Esclareçamos já de princípio que essas três determinações nascem conjuntamente e só subsistem em determinação recíproca, em suma, uma esfera depende das outras para existir e operacionalizar-se, reproduzir-se como forma de socialibilidade.

A familia monogâmica é vulgarmente compreendida como a união entre duas pessoas. Mas essa é uma visão absolutamente falsa. Primeiro porque a forma da família não é compreendida em sua efetividade histórica, é naturalizada como a única forma, segundo ela é retirada de dentro das determinações sociais que a fazem nascer historicamente. É necessário ter em mente que a família monogâmica não se caracteriza pela união de duas pessoas, o amor romântico (produto da modernidade), ou a união de um homem e três mulheres pela via do casamento é tão monogâmico quanto se a união deste fosse com apenas uma mulher.  Isto porque o que determina a família monogâmica é o fato de ter tornado-se privada, fórum particular dos indivíduos dado sua função social de unidade econômica básica na sociedade de classes.  Há várias razões para tal, mas essa forma da família nasce das necessidades históricas que brotam com o surgimento da propriedade privada, por exemplo, a herança foi uma necessidade surgida que tornou necessário o nome do pai perseverar sobre a anterior forma de organização da família que tinha o direito materno como fundamento. Outra questão é, como os homens estão dedicados a reproduzir sua propriedade privada, a mulher torna-se organizadora do lar e das questões da vida privada, aqui surge uma divisão do trabalho no interior da família que nasce das necessidades da divisão social do trabalho existente fora do núcleo familiar. O homem trabalha e a mulher cuida dos filhos deriva do fato do trabalho não constituir mais algo interno a própria constituição familiar como o era na sociedade primitiva. A própria criação dos filhos como obrigação individual dos pais nasce com a propriedade privada, já que nas sociedades primitivas a educação e formação era tarefa socializada e não de fórum privado.  Essa subjugação da mulher fundamenta-se no surgimento da propriedade privada e da família monogâmica, que se caracteriza por tal conjunto de determinações e não pela união entre dois indivíduos ou pela união entre 6 por exemplo.

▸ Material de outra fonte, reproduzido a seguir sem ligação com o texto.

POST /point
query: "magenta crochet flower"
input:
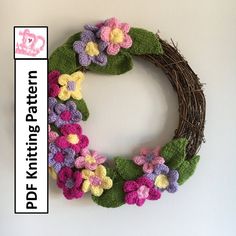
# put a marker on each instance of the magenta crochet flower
(54, 88)
(115, 34)
(70, 182)
(89, 160)
(137, 191)
(72, 138)
(149, 159)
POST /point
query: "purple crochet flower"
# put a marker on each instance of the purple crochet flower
(164, 178)
(90, 48)
(61, 114)
(59, 158)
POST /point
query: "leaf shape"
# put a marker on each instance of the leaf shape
(174, 152)
(116, 65)
(187, 169)
(63, 59)
(127, 169)
(113, 197)
(144, 42)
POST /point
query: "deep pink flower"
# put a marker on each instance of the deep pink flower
(149, 159)
(70, 182)
(54, 88)
(115, 34)
(89, 160)
(137, 191)
(72, 138)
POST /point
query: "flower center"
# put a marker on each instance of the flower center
(116, 36)
(143, 192)
(72, 138)
(90, 159)
(69, 183)
(92, 49)
(71, 85)
(65, 115)
(95, 181)
(59, 157)
(161, 181)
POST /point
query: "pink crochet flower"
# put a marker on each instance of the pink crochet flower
(72, 138)
(89, 160)
(115, 34)
(149, 159)
(70, 182)
(137, 191)
(54, 88)
(52, 135)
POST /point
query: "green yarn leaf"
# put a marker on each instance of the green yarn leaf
(144, 42)
(63, 59)
(127, 169)
(116, 65)
(113, 197)
(174, 152)
(187, 169)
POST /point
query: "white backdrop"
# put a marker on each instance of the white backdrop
(133, 109)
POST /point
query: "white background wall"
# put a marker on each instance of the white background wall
(137, 108)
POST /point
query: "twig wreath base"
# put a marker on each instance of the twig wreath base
(107, 48)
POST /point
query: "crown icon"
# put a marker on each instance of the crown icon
(30, 44)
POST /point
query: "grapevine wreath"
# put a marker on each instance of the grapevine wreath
(108, 47)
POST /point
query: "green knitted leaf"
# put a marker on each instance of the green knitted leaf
(111, 198)
(187, 169)
(82, 107)
(144, 42)
(116, 65)
(63, 59)
(127, 169)
(174, 152)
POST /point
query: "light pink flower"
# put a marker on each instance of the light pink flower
(115, 34)
(149, 159)
(89, 160)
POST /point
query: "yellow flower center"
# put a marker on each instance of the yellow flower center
(116, 36)
(161, 181)
(72, 138)
(90, 159)
(92, 49)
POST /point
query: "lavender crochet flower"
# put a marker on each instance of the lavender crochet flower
(61, 114)
(164, 178)
(90, 48)
(59, 158)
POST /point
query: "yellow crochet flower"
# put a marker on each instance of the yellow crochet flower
(96, 181)
(71, 86)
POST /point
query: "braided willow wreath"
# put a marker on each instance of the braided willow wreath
(108, 48)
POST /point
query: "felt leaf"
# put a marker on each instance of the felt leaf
(174, 152)
(127, 169)
(113, 197)
(187, 169)
(63, 59)
(144, 42)
(116, 65)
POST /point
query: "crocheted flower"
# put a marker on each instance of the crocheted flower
(96, 181)
(149, 159)
(52, 135)
(54, 88)
(164, 178)
(61, 114)
(70, 182)
(89, 160)
(71, 86)
(137, 191)
(59, 158)
(72, 138)
(115, 34)
(90, 49)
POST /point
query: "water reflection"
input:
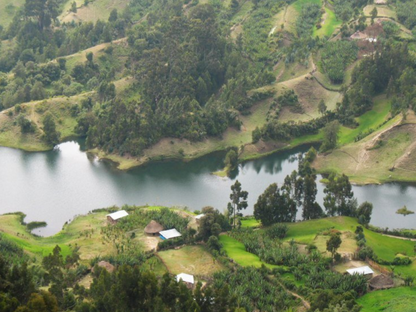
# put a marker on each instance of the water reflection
(54, 186)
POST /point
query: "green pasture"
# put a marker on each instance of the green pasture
(236, 251)
(371, 119)
(385, 247)
(330, 24)
(300, 3)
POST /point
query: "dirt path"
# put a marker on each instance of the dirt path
(399, 237)
(364, 155)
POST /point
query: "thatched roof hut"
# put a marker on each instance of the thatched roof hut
(153, 228)
(106, 265)
(381, 282)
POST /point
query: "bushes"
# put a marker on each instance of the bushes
(336, 56)
(277, 231)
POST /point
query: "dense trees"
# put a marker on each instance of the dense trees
(51, 135)
(238, 201)
(333, 243)
(339, 199)
(330, 136)
(275, 205)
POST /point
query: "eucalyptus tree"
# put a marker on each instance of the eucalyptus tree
(238, 200)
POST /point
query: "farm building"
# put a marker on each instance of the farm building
(358, 35)
(153, 228)
(381, 282)
(115, 216)
(186, 278)
(168, 234)
(365, 270)
(106, 265)
(199, 217)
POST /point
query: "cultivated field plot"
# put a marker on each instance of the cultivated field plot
(195, 260)
(397, 299)
(382, 11)
(94, 11)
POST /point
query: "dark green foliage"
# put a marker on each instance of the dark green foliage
(325, 298)
(253, 290)
(290, 99)
(333, 243)
(335, 58)
(212, 223)
(51, 135)
(271, 250)
(130, 289)
(231, 159)
(256, 135)
(275, 205)
(388, 70)
(307, 19)
(339, 199)
(364, 213)
(286, 131)
(26, 126)
(35, 224)
(238, 201)
(330, 136)
(277, 231)
(311, 209)
(406, 12)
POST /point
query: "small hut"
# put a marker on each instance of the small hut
(106, 265)
(381, 282)
(168, 234)
(199, 217)
(365, 270)
(153, 228)
(187, 279)
(115, 216)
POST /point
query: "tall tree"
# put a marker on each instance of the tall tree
(45, 11)
(49, 129)
(333, 244)
(273, 206)
(330, 136)
(339, 199)
(311, 209)
(238, 200)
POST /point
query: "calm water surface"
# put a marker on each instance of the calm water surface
(57, 185)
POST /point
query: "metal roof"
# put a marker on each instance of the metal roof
(361, 270)
(172, 233)
(118, 214)
(187, 278)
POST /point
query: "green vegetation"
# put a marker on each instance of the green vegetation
(236, 251)
(328, 25)
(397, 299)
(385, 247)
(404, 211)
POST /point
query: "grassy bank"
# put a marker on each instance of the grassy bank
(236, 251)
(329, 24)
(386, 248)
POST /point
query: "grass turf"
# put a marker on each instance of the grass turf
(194, 260)
(236, 251)
(329, 25)
(385, 247)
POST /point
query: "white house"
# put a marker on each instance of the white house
(168, 234)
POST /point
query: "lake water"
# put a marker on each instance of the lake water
(57, 185)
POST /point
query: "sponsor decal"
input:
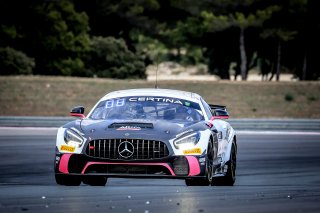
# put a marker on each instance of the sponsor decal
(67, 148)
(156, 99)
(133, 128)
(192, 151)
(185, 132)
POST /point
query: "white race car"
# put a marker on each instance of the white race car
(147, 133)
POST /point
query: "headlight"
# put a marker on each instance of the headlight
(189, 140)
(71, 137)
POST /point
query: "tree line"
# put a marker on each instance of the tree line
(119, 38)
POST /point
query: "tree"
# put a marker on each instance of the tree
(110, 57)
(217, 23)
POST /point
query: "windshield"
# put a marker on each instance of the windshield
(151, 108)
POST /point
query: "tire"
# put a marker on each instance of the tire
(95, 181)
(230, 177)
(68, 180)
(207, 180)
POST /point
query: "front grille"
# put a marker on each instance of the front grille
(142, 149)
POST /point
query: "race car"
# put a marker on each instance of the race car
(147, 133)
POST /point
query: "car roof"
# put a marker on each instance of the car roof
(190, 96)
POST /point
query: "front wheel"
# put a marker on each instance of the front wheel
(207, 180)
(230, 177)
(68, 180)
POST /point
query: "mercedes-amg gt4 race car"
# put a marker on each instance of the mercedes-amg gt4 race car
(147, 133)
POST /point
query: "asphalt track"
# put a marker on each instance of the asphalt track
(277, 172)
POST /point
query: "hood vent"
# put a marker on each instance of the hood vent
(131, 125)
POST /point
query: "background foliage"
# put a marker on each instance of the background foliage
(119, 38)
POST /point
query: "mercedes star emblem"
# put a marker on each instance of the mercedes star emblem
(126, 149)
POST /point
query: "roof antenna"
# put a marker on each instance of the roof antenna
(156, 86)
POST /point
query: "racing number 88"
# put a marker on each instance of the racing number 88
(115, 103)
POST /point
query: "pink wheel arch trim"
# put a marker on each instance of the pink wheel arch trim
(194, 168)
(139, 164)
(64, 161)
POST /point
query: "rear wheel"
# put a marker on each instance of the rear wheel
(68, 180)
(207, 180)
(230, 177)
(95, 181)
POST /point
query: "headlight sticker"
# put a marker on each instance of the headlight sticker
(194, 151)
(67, 148)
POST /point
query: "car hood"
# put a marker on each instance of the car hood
(135, 129)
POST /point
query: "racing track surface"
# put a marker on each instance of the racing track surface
(276, 173)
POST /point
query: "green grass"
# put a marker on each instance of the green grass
(55, 96)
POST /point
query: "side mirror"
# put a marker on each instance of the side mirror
(78, 112)
(220, 114)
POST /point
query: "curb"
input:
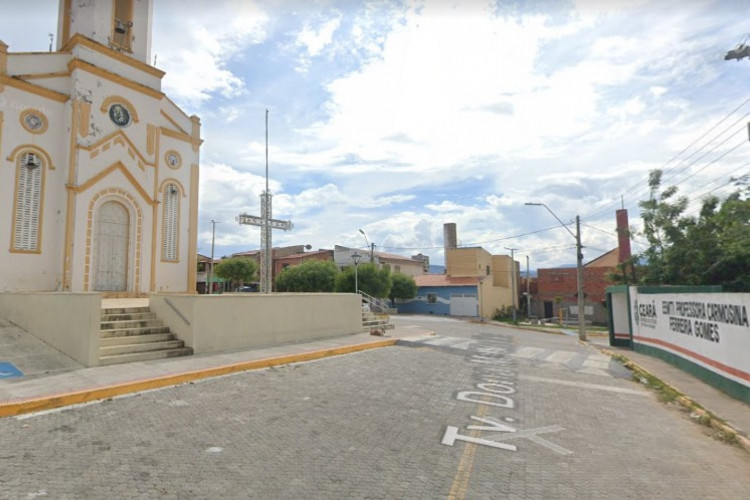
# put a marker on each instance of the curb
(53, 401)
(697, 413)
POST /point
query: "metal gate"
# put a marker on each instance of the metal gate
(111, 239)
(464, 304)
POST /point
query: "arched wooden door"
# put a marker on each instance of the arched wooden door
(111, 242)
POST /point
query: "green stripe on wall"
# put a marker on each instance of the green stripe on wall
(734, 389)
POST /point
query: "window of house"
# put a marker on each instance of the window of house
(26, 227)
(170, 216)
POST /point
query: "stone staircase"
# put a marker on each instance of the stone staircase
(136, 334)
(376, 323)
(375, 315)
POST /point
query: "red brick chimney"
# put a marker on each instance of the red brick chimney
(623, 235)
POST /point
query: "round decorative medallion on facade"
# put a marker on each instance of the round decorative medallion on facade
(173, 159)
(34, 121)
(119, 115)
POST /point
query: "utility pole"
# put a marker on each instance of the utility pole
(514, 293)
(211, 267)
(579, 265)
(581, 312)
(528, 295)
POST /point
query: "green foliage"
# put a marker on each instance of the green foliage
(712, 248)
(309, 276)
(403, 287)
(504, 314)
(370, 279)
(237, 270)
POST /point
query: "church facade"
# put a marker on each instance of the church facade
(99, 169)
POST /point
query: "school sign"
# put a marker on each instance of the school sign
(698, 329)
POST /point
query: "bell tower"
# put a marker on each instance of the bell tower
(122, 25)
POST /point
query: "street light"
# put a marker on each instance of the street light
(372, 249)
(579, 266)
(355, 258)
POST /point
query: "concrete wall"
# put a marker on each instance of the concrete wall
(704, 333)
(214, 323)
(69, 322)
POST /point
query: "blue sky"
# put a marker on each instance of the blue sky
(397, 117)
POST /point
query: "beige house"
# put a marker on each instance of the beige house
(98, 167)
(494, 272)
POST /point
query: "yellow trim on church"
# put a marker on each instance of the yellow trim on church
(75, 64)
(84, 41)
(31, 88)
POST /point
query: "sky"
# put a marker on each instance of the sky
(395, 117)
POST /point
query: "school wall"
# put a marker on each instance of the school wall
(706, 334)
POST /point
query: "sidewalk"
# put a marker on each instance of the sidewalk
(733, 412)
(70, 383)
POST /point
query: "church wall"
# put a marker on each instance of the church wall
(37, 63)
(40, 269)
(107, 63)
(91, 160)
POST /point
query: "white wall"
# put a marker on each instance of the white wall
(709, 330)
(214, 323)
(69, 322)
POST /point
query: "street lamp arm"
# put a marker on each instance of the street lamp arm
(553, 215)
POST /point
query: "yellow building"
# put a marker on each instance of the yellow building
(98, 167)
(497, 283)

De outro lado, para assegurar a propriedade privada, e para organizar as unidades econômicas o Estado faz-se imprescindível, nasce juntamento o Direito para organizar a dominação de classe, já que sem normas jurídicas a luta entre as classes tomaria uma forma de guerra civil. Além disso, o Estado centraliza no primeiro momento (antiguidade) todas as funções da classe dominante, dos senhores de Escravos, desde o exército, constituído pelos próprios senhores de escravos que neste momento da história possuem interesses em comum, já que o enriquecimento de cada um só pode ser feito a partir da colaboração de todos.


Algo que é necessário comentar, é que a propriedade privada, o Estado e a família monogâmica surgem a mais ou menos 12.000 ou 14.000 mil anos, com o início do escravismo (o modo de produção asiático também nasce neste momento, mas ele tem um fim um pouco diferente do escravismo), ao contrário do que por vezes é entendido, de que essa iniciaria apenas com a dissolução do feudalismo e início do capitalismo.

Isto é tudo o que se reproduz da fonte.